Rapporti di lavoro

Spese aggiuntive in vista per le Pmi che partono da zero

di Davide Boffi

Sulla implementazione di un sistema di registrazione preciso e oggettivo delle ore lavorate per lavoratore, l’Italia si presenta ai blocchi di partenza in ritardo e un po’ in affanno. Mentre altri Paesi europei sono già intervenuti legislativamente su questo punto, in Italia l’obbligo non esiste ancora, perché l’articolo 5 del Dlgs 66/2003 (di attuazione della direttiva comunitaria 2003/88/Ce) si limita a prescrivere che «il lavoro straordinario deve essere computato a parte e compensato con le maggiorazioni retributive previste dai contratti collettivi di lavoro».
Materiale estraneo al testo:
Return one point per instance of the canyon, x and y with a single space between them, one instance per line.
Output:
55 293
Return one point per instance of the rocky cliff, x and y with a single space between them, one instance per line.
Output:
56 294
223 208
Eppure l’Italia è anche tra gli Stati in cui si lavora di più, come confermano i dati Ocse aggiornati al 2018, da cui si evince che, con 1.723 ore lavorate annuali pro capite, l’Italia è leggermente sotto la media complessiva dei Paesi Ocse (pari a 1.724 ore lavorate annue) ma abbondantemente al di sopra della media dei Paesi europei, in cui si lavora decisamente di meno: da Spagna (1.701 ore annue) a Regno Unito e Francia quasi a pari merito (rispettivamente 1.538 e 1.520 ore annue) sino ad arrivare alla Germania dove si lavorano mediamente 1.363 ore all’anno (ben 360 ore in meno rispetto all’Italia).

In questo contesto, tuttavia, l’introduzione di un sistema che consenta la misurazione precisa della durata dell’orario di lavoro giornaliero svolto da ciascun lavoratore porterà ragionevolmente a un tendenziale abbassamento della media di ore lavorate per anno, mentre sarà molto limitata la possibilità sia di derogare ai limiti di orario giornalieri sia, soprattutto, di evitare il pagamento di ore di lavoro straordinario effettivamente svolte.

I sistemi di misurazione

Sulle modalità concrete di attuazione del sistema di misurazione dell’orario e in particolare sulla forma che dovrà assumere, la sentenza della Corte di giustizia demanda agli Stati membri il compito di individuare le forme più adatte tenendo conto, se del caso, delle specificità proprie di ogni settore di attività interessato e anche delle particolarità delle dimensioni delle imprese.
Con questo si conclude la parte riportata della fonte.